74. With 400 million sperm pers shot, you could double the Earth's population in 15 tries, at least in theory.
75. You don't mooch off other's desserts.
76. If you retain water, it's in a canteen.
77. The remote control is yours and yours alone.
78. People never glance at your chest when you're talking to them.
79. ESPN's "Sports Center".
80. You can drop by to see a friend without having to bring a little gift.
81. Bachelor parties whomp ass over bridal showers.
82. You have a normal and healthy relationship with your mother.
83. You can buy condoms without the shopkeeper imagining you naked.
84. You needn't pretend you're "Freshening up" to go to the bathroom.
85. If you don't call your buddy when you say you will, he won't tell your other friend you've changed.
86. Someday, you'll be a dirty old man.
87. You can rationalize any behavior with the handy phrase "F*ck it."
88. If another guy shows up at a party in the same outfit, you just might become lifelong buddies.
89. Princess Di's death was just another obituary.
90. The occasional well-rendered belch is practically expected.
91. You never have to miss a sexual opportunity because you're not in the mood.
92. You think the idea of punting a small dog is funny.
93. If something mechanical doesn't work, you can bash it with a hammer or throw it across the room.
94. New shoes don't blister, cut, or mangle your feet.
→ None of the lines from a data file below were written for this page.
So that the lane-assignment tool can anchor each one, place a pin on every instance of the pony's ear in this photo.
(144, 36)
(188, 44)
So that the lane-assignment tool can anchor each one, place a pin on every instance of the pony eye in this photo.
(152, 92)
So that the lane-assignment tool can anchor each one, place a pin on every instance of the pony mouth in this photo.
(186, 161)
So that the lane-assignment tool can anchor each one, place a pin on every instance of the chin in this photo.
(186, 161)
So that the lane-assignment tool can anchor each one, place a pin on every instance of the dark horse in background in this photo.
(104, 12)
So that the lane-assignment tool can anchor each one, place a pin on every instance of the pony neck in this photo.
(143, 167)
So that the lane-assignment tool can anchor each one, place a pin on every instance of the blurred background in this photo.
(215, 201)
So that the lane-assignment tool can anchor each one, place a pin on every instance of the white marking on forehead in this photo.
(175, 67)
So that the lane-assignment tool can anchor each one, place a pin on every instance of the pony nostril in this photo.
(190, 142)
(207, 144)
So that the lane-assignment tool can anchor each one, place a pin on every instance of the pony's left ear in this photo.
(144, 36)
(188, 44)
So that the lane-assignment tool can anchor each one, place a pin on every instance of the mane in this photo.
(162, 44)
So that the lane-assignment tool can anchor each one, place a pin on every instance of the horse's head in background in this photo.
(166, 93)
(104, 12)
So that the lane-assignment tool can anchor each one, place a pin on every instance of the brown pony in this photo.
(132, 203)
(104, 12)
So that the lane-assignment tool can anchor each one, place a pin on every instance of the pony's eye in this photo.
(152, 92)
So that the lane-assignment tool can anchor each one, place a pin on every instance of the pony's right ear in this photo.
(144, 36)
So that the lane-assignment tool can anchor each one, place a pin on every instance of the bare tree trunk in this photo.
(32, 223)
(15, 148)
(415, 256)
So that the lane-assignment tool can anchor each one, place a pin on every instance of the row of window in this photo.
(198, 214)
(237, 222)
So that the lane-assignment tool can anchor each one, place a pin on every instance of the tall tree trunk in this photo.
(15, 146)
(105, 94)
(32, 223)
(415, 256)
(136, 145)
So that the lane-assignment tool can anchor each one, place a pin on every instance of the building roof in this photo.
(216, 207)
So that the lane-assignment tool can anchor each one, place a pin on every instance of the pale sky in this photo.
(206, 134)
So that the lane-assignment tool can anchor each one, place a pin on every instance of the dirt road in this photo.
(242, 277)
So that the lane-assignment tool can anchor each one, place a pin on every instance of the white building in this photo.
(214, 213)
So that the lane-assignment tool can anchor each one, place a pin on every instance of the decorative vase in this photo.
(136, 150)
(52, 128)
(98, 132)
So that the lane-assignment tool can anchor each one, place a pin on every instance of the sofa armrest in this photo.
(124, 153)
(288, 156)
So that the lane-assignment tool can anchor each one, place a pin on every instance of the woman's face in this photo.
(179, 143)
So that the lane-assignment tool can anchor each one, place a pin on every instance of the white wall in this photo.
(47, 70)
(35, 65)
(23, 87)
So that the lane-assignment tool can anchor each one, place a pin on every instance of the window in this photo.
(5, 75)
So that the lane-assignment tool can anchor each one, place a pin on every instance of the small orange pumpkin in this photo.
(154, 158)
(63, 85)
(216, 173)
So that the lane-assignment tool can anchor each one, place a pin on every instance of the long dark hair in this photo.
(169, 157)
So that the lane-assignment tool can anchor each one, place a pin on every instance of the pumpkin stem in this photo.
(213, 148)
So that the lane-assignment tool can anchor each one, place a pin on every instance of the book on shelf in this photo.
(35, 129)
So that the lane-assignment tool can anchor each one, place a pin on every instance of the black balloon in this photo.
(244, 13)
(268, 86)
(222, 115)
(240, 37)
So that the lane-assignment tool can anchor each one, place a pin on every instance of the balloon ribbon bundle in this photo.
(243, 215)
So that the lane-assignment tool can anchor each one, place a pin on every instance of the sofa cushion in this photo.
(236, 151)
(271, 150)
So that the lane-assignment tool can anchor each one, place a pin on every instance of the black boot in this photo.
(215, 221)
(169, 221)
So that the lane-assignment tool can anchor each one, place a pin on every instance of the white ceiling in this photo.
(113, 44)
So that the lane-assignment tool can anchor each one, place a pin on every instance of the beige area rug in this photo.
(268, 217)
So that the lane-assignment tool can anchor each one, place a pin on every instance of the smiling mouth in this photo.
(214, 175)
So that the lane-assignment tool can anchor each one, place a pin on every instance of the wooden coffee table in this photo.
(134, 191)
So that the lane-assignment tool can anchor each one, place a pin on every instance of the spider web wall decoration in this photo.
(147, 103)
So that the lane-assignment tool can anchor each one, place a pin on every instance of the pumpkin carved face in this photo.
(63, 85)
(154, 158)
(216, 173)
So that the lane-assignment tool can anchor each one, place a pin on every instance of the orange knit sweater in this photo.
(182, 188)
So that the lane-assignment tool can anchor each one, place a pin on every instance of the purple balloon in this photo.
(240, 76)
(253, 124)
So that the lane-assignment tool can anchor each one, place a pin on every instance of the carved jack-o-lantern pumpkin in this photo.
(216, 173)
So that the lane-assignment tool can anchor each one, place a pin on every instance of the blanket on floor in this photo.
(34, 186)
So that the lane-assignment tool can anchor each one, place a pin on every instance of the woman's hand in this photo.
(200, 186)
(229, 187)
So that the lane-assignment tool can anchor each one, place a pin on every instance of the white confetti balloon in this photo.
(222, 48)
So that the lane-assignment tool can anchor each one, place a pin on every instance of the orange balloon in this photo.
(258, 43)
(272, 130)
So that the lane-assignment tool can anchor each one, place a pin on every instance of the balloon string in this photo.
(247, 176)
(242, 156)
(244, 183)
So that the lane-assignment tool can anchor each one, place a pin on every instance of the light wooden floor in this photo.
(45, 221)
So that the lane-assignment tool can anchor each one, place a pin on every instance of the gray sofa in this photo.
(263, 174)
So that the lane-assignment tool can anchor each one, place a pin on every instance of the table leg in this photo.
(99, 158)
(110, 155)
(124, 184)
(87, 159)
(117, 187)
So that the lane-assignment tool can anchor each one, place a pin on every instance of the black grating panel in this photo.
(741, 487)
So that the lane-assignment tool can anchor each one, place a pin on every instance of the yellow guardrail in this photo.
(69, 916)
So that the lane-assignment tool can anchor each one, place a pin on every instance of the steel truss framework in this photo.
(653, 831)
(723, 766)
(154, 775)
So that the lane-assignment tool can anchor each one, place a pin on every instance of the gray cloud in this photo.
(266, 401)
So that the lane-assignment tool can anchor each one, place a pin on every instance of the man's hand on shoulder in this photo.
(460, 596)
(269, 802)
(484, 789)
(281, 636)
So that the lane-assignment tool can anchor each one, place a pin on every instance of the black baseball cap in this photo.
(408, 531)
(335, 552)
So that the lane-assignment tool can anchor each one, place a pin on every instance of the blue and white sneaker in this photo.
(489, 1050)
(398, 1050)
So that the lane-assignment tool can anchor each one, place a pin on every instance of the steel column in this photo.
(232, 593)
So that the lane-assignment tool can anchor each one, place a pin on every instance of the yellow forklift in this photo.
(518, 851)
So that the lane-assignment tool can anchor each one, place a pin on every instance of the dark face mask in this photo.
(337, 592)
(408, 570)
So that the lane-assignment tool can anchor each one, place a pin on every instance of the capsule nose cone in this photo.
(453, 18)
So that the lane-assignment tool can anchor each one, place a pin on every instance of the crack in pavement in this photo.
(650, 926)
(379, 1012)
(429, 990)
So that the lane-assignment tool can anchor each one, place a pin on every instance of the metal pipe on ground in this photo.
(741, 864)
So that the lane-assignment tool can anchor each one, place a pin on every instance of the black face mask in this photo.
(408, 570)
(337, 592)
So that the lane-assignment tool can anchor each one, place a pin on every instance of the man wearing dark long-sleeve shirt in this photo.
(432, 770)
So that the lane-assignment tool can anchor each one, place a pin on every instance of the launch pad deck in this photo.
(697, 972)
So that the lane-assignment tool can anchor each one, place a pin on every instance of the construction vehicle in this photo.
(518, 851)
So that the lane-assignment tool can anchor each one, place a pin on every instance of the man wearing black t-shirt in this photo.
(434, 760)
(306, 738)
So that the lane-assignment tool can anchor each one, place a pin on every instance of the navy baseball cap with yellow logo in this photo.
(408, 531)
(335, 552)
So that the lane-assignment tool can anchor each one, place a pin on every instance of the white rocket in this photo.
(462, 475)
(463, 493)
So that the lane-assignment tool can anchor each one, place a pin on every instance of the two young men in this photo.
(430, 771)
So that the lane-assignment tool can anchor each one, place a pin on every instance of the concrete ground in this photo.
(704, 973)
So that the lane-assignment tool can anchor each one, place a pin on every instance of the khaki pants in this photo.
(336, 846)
95. Porn movies are desinged with your mind in mind.
96. You don't have to remember everyone's birthdays and anniversaries.
97. Not liking a person doesn't leave out the idea of not having great sex with her.
98. Your pals can be trusted to never trap you with: "So. . . . . notice anything different?"
99. "Baywatch".
100.There's always a game on SOMEWHERE.